Monday 1 July 2013

The important role beliefs play in shaping your results by Stephen Pauley

If you believe you will always find a way to succeed no matter what, you are more likely to do just that than someone who believes they can never have what they really want.  Most of our beliefs are formed by the age of seven.  They are shaped by our parents, grandparents, relatives, teachers, past experiences, media, culture, peers, friends & religion.  Aside from physical differences, it is our different experiences/interactions, schooling etc that make us all different and unique.

In most cases we do not realise what our beliefs consist of or how we have formed them.  Yet they influence every moment of everyday. Every belief has a structure to it which we can change if we choose to.  It is like carrying a recording in our heads.  If the recording is working for us, we can keep it, maybe updating it to refine it from time to time.  If however, the recording is limiting what we think about ourselves, we can take it out and re record it, so we have one that is working for us.

We accept opinions from influential people in our lives and hold them as facts.  They are not facts at all but perceptions formed through our own experience and others views.  Beliefs are views about us, others and the world.  These views determine the decisions we take and the way we behave. If we want to change our results it starts with changing our beliefs.

Beliefs determine how we think, how we talk to ourselves (our self talk) and this in turn determines how we behave.  If we are overly self critical or hard on ourselves, we need to start talking to ourselves in a kinder, softer and more positive way.  This will make us feel better and behave more confidently. Our results are more likely to be more positive if we behave in this way. Henry Ford once said, ‘if you think you can or if you think you can’t, you are probably right.’

There are two types of belief-Enabling (where we believe we can achieve, they propel us forward towards our goals, we feel confident and good about ourselves).
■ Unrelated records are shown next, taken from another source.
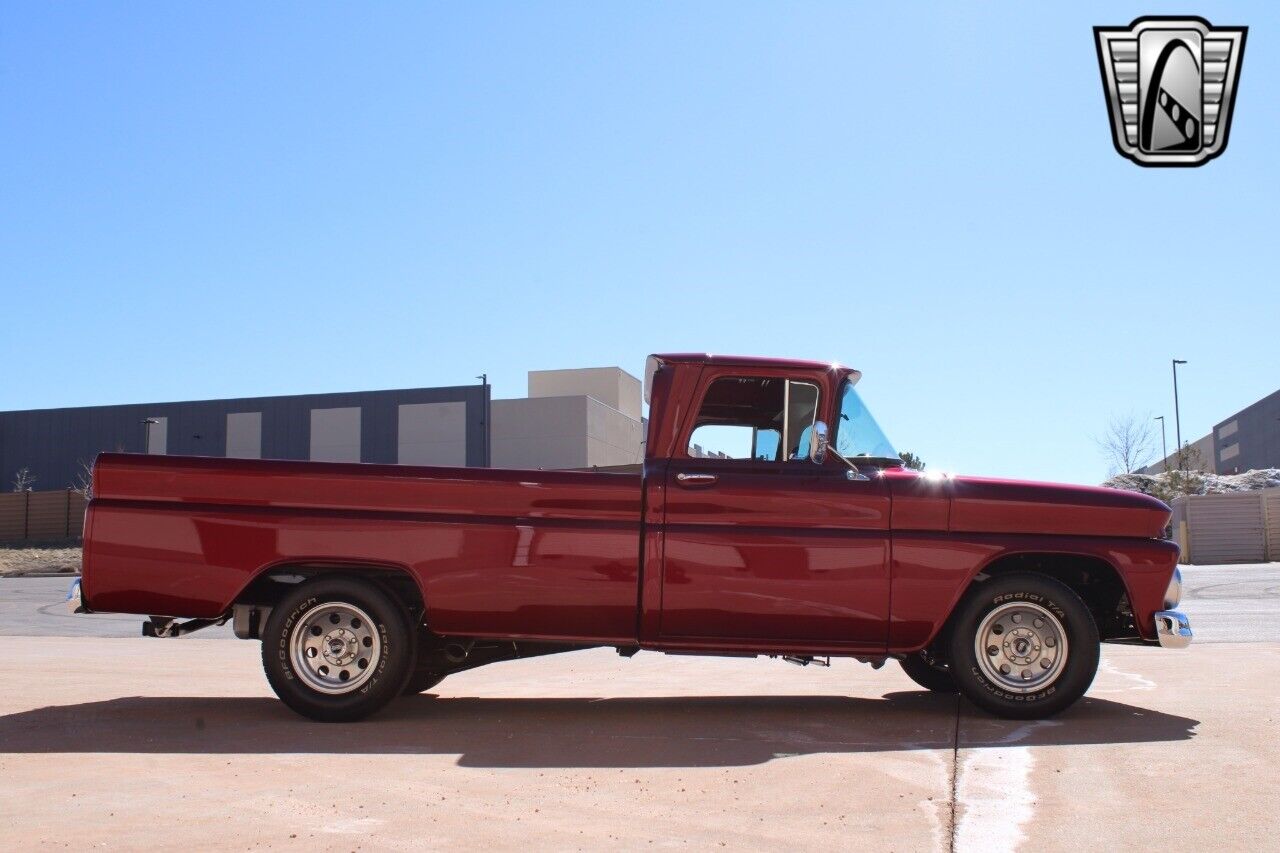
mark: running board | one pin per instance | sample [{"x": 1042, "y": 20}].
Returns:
[{"x": 168, "y": 628}]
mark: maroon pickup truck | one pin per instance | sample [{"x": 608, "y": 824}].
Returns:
[{"x": 803, "y": 537}]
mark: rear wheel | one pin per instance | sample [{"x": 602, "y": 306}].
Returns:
[
  {"x": 337, "y": 649},
  {"x": 1024, "y": 647},
  {"x": 928, "y": 673}
]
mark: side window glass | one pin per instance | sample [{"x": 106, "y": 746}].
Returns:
[{"x": 757, "y": 418}]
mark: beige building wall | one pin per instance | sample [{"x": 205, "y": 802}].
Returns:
[
  {"x": 615, "y": 387},
  {"x": 571, "y": 419},
  {"x": 545, "y": 432}
]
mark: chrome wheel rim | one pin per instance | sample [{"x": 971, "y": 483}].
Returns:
[
  {"x": 334, "y": 647},
  {"x": 1020, "y": 647}
]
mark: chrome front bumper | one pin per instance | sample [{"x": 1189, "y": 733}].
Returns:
[{"x": 1173, "y": 629}]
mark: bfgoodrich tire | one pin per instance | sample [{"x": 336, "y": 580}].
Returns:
[
  {"x": 1023, "y": 646},
  {"x": 337, "y": 649}
]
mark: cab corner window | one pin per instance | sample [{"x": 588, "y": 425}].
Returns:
[{"x": 755, "y": 418}]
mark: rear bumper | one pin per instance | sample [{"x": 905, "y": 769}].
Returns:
[{"x": 1173, "y": 629}]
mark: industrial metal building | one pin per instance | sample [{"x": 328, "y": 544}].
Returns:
[
  {"x": 570, "y": 419},
  {"x": 1246, "y": 441},
  {"x": 1249, "y": 438}
]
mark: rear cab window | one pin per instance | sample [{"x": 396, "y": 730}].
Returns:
[{"x": 763, "y": 419}]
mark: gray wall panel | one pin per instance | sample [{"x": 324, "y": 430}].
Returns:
[{"x": 53, "y": 441}]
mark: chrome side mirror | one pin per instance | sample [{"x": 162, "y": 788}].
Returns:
[{"x": 818, "y": 443}]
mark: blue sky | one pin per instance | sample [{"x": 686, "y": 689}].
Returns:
[{"x": 254, "y": 199}]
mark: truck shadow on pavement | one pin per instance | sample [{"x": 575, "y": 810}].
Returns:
[{"x": 661, "y": 731}]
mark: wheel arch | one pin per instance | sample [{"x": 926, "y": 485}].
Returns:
[
  {"x": 272, "y": 582},
  {"x": 1095, "y": 579}
]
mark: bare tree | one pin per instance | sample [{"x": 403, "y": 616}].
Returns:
[
  {"x": 910, "y": 460},
  {"x": 1127, "y": 443},
  {"x": 23, "y": 479},
  {"x": 82, "y": 482}
]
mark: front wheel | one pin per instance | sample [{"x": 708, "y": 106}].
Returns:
[
  {"x": 1023, "y": 647},
  {"x": 337, "y": 649}
]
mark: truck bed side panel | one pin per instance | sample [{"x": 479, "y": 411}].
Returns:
[{"x": 512, "y": 553}]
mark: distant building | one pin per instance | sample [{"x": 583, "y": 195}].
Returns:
[
  {"x": 570, "y": 419},
  {"x": 1200, "y": 457},
  {"x": 1246, "y": 441}
]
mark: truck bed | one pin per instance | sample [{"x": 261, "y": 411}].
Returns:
[{"x": 493, "y": 552}]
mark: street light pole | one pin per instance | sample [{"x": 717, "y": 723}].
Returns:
[
  {"x": 1178, "y": 419},
  {"x": 1164, "y": 447},
  {"x": 146, "y": 433},
  {"x": 488, "y": 427}
]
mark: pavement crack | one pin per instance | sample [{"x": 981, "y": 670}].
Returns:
[{"x": 955, "y": 776}]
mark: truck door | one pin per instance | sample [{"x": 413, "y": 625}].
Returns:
[{"x": 762, "y": 543}]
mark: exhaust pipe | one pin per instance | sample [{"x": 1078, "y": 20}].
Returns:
[{"x": 457, "y": 652}]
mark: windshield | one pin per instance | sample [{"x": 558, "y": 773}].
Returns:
[{"x": 856, "y": 432}]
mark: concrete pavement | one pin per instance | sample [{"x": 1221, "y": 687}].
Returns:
[{"x": 136, "y": 742}]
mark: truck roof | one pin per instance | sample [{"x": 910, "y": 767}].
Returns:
[
  {"x": 752, "y": 361},
  {"x": 744, "y": 361}
]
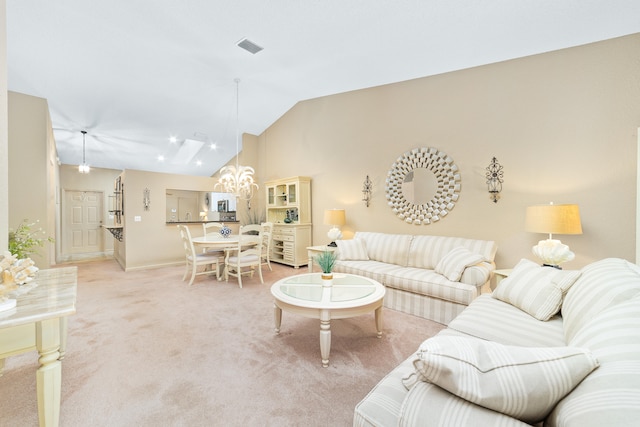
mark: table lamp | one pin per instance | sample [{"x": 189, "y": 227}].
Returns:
[
  {"x": 335, "y": 218},
  {"x": 553, "y": 219}
]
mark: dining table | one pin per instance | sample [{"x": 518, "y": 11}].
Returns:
[{"x": 213, "y": 241}]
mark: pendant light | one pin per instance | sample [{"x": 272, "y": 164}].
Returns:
[
  {"x": 237, "y": 179},
  {"x": 84, "y": 167}
]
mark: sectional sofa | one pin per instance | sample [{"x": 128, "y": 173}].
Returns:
[
  {"x": 547, "y": 347},
  {"x": 435, "y": 277}
]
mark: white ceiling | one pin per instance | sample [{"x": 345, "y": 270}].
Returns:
[{"x": 134, "y": 73}]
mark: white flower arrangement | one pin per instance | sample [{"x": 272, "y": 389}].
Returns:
[{"x": 15, "y": 272}]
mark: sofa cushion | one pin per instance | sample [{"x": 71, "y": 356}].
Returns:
[
  {"x": 428, "y": 405},
  {"x": 522, "y": 382},
  {"x": 389, "y": 248},
  {"x": 611, "y": 394},
  {"x": 453, "y": 264},
  {"x": 427, "y": 251},
  {"x": 428, "y": 282},
  {"x": 536, "y": 290},
  {"x": 603, "y": 284},
  {"x": 494, "y": 320},
  {"x": 352, "y": 250},
  {"x": 382, "y": 405}
]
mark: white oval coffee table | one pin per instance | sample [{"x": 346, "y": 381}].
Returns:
[{"x": 349, "y": 296}]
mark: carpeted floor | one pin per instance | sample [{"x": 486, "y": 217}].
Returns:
[{"x": 145, "y": 349}]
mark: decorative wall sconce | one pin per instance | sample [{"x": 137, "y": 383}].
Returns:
[
  {"x": 366, "y": 190},
  {"x": 146, "y": 198},
  {"x": 494, "y": 179}
]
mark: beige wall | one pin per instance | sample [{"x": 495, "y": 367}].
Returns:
[
  {"x": 4, "y": 134},
  {"x": 33, "y": 170},
  {"x": 563, "y": 124}
]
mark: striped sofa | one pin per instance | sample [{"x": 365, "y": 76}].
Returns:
[
  {"x": 407, "y": 266},
  {"x": 599, "y": 315}
]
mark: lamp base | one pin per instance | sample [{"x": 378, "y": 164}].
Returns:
[{"x": 552, "y": 252}]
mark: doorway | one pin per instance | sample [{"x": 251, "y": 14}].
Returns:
[{"x": 82, "y": 225}]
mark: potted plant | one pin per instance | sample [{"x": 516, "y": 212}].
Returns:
[{"x": 326, "y": 261}]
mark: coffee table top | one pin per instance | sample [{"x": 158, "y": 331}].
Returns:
[{"x": 307, "y": 290}]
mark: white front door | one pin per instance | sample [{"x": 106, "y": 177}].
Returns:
[{"x": 83, "y": 221}]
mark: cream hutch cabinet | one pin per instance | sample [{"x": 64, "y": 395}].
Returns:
[{"x": 289, "y": 208}]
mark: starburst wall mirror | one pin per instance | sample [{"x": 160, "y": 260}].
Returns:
[{"x": 422, "y": 185}]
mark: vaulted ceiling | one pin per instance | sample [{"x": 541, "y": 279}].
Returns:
[{"x": 133, "y": 74}]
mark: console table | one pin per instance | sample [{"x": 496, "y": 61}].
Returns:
[{"x": 39, "y": 322}]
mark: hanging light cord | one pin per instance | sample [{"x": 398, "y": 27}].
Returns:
[
  {"x": 237, "y": 80},
  {"x": 84, "y": 133}
]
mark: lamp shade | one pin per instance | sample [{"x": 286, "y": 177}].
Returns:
[
  {"x": 553, "y": 219},
  {"x": 334, "y": 217}
]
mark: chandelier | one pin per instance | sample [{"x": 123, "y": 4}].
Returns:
[
  {"x": 84, "y": 167},
  {"x": 237, "y": 179}
]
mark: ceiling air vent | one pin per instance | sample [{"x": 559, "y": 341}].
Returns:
[{"x": 249, "y": 46}]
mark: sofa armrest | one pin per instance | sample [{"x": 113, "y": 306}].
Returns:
[{"x": 427, "y": 405}]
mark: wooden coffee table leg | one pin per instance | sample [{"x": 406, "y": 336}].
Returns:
[
  {"x": 277, "y": 317},
  {"x": 379, "y": 321},
  {"x": 325, "y": 337}
]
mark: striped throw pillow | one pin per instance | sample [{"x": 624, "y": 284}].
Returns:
[
  {"x": 452, "y": 265},
  {"x": 536, "y": 290},
  {"x": 523, "y": 382}
]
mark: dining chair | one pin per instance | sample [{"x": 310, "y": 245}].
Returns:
[
  {"x": 211, "y": 227},
  {"x": 195, "y": 260},
  {"x": 246, "y": 257},
  {"x": 267, "y": 238}
]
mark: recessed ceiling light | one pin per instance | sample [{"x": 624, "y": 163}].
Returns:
[{"x": 249, "y": 46}]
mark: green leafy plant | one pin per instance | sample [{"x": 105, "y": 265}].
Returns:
[
  {"x": 326, "y": 261},
  {"x": 25, "y": 241}
]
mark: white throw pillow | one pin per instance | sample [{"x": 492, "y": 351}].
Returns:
[
  {"x": 536, "y": 290},
  {"x": 452, "y": 265},
  {"x": 352, "y": 250},
  {"x": 523, "y": 382}
]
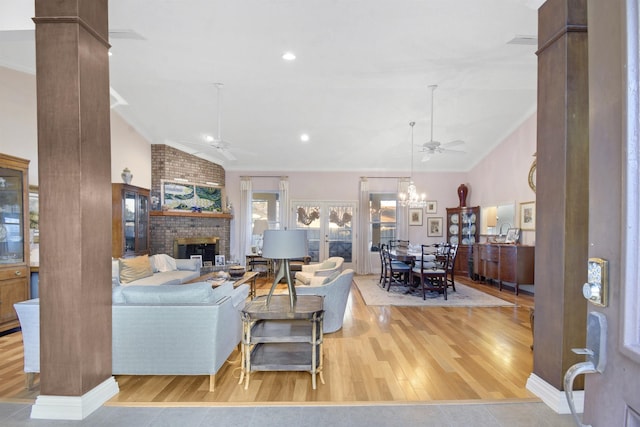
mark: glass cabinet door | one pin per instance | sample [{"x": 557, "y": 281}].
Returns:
[{"x": 11, "y": 216}]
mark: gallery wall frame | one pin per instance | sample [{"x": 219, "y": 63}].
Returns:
[
  {"x": 415, "y": 216},
  {"x": 528, "y": 216},
  {"x": 434, "y": 227}
]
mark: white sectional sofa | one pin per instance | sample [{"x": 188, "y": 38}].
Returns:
[
  {"x": 152, "y": 270},
  {"x": 160, "y": 329}
]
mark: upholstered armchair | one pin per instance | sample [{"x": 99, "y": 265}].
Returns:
[
  {"x": 336, "y": 294},
  {"x": 319, "y": 273}
]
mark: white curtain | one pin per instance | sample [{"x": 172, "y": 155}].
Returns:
[
  {"x": 284, "y": 203},
  {"x": 245, "y": 217},
  {"x": 402, "y": 212},
  {"x": 363, "y": 264}
]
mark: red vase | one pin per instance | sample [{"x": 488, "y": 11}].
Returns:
[{"x": 462, "y": 195}]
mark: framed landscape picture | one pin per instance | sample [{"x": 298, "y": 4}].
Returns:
[
  {"x": 186, "y": 196},
  {"x": 415, "y": 216},
  {"x": 434, "y": 227}
]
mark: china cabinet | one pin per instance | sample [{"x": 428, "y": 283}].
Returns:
[
  {"x": 14, "y": 238},
  {"x": 463, "y": 229},
  {"x": 130, "y": 221}
]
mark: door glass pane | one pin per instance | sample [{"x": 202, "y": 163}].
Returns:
[
  {"x": 308, "y": 218},
  {"x": 11, "y": 227},
  {"x": 340, "y": 231}
]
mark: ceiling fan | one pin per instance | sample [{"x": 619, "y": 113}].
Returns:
[
  {"x": 432, "y": 147},
  {"x": 217, "y": 142}
]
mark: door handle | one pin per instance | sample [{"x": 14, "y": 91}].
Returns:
[{"x": 596, "y": 358}]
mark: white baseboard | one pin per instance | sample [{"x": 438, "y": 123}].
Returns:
[
  {"x": 74, "y": 407},
  {"x": 554, "y": 398}
]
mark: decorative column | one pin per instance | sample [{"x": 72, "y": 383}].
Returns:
[
  {"x": 562, "y": 196},
  {"x": 74, "y": 152}
]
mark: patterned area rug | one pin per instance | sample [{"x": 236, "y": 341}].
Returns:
[{"x": 464, "y": 296}]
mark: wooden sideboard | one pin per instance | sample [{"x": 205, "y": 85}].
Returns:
[{"x": 504, "y": 263}]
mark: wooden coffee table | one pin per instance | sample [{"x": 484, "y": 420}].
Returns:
[{"x": 249, "y": 276}]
The opposite is limiting beliefs-these hold us back, hinder us, and make us feel bad/less confident.
A famous example of how people changed their beliefs and conventional wisdom is Roger Bannister breaking the four minute mile record.  People urged him not to try it, telling him it was dangerous and life threatening.  He broke the record and once he did, four runners broke the record in a year because they believed it was possible and knew it could be done.  Athletes changed their beliefs, they told themselves they could do it and as a result their bodies performed more effectively.

In business, there are countless examples of beliefs missing the point.  For example, many said, photocopiers, personal computers and telephone banking would not catch on.  They have all become best sellers.  It is important for people to challenge the conventional wisdom of businesses. 

All of us have the power and control over our beliefs which shape our self talk/thoughts, behaviour and ultimately our results.